その世界の名前は九重坂医学研究所。医療の発展のため、新薬開発を始めとした研究を行っている施設が俺の世界であり、檻の名前だ。
そんな場所にモルモットとして――モルモットのように、ではない――俺が拘束されているのには理由がある。
――不老不死。
言葉にするとなんと馬鹿らしいことだろうとは我ながらに思うが、どうもそれが自分という人間に与えられた《個性》らしい。
それは一体いつから備わっていたのか。正確な時期は自分にも分からない。
ただ、電車の脱線事故に遭って、搬送されたここの附属病院に入院して一週間も経つかどうかってところで引き取られたんだからあの事故がキッカケといってもさして違いはないだろう。
「おはよう、檜山君。調子はどうかしら?」
「……退屈で死にそうですよ」
「ふふっ。死なないのに面白いことを言うのね。そういうジョーク、あたしは好きよ?」
「……」
唯一の扉からかけられた言葉に暁は非難がましい視線を扉越しに突き刺す。
しかし扉の向こう側にいる人物は堪えた様子がない。ガチャリ、と外から施錠するタイプの扉を開け白衣を纏った女が踏み込んできた。

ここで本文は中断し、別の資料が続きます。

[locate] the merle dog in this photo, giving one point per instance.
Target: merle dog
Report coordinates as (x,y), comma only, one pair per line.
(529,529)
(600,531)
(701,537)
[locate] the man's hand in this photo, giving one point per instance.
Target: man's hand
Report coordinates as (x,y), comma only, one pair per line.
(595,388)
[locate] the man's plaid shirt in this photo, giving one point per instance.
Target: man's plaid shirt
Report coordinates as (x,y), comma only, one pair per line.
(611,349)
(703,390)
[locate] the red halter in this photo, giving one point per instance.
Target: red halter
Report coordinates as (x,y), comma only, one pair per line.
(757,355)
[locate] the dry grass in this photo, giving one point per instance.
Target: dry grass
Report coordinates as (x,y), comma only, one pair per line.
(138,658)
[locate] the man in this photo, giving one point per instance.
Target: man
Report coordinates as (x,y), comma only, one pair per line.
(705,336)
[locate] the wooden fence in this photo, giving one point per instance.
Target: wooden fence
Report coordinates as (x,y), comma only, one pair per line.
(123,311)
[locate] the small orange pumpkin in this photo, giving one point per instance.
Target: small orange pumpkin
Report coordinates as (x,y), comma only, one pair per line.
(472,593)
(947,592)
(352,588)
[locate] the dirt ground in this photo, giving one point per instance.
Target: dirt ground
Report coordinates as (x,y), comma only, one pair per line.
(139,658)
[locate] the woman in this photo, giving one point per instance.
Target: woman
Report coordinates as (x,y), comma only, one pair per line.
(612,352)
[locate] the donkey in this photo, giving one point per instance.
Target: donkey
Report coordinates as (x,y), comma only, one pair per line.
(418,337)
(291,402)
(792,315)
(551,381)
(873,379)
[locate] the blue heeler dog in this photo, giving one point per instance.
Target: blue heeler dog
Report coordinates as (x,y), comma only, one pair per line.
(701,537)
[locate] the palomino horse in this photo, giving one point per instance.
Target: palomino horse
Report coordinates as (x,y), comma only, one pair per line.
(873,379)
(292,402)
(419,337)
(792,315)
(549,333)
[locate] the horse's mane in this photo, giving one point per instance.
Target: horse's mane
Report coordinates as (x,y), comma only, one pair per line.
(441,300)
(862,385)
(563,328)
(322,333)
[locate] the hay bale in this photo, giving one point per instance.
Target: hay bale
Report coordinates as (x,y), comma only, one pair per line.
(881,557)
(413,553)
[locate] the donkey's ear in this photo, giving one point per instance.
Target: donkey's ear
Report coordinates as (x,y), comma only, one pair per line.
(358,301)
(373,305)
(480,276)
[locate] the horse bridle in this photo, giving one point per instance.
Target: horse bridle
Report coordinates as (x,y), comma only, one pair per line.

名は鼎(かなえ)。鼎というのが果たして姓なのか名字なのかは分からない。
ただ「鼎よ。気安く呼んで頂戴」と言われただけなのだ。それに自分自身、相手の名前なんてどうでもよかったので対して気にはしてこなかった。
「あら、怖い顔。綺麗な顔に皺ができちゃうわよ?」
「俺、不老ですからね。皺なんてできませんよ、きっと」
「うふふ、そうねぇ。本当に羨ましいわぁ。あたしもあと数年出会うのが早ければ良かったのに」
「で、用件はなんですか?」
「あら、スルーするわけ?」
「用件がないなら出てってくださいよ。俺はあなたの玩具じゃないんです」
「そうね、玩具ではないわね」
仕方ない、とばかりに肩をすくめて言い返してくる鼎さんにあからさまなまでに不機嫌を装いながら俺は彼女の用件を待ち続けた。